Dokładnie takich, jak przodkowie ze snu! Były wśród nich zarówno olbrzymie
odyńce, jak i młode pasiaki.
Zerwał się na równe nogi, stanął na baczność i ukłonił wszystkim.
Przodkowie! – zawołał ucieszony, łamiącym się ze wzruszenia głosem. – A
więc umarłem i połączyłem się z wami!
Zebrani w kręgu popatrzyli po sobie. Skonsternowani, zaczęli coś między
sobą mówić. Maluchy rozchichotały się na cały głos.
© by Urszula Przyłucka-Miozga, © by Slovianskie Slovo
*2. *
Dziewczyna, wysłuchawszy wszystkiego, szybko zabrała odpowiednie zioła i tak jak była – boso i w bieliźnie, oznajmiła, że jest gotowa do drogi.
Poprosił, żeby usiadła mu na grzbiecie i mocno chwyciła się jego szyi.
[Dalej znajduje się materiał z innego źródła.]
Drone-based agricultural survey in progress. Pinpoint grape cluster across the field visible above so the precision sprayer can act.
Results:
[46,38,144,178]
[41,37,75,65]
Tak też zrobiła.
Gnał, jak mógł najszybciej. Miodowe włosy dziewczyny powiewały na wietrze.
Była lekka.
Jej ciężar nie spowalniał go, a może wręcz odwrotnie, dodawał mu jeszcze prędkości.
Oto, przezwyciężywszy własne lęki, wiózł potrzebną pomoc. Miał nadzieję, że zdążą.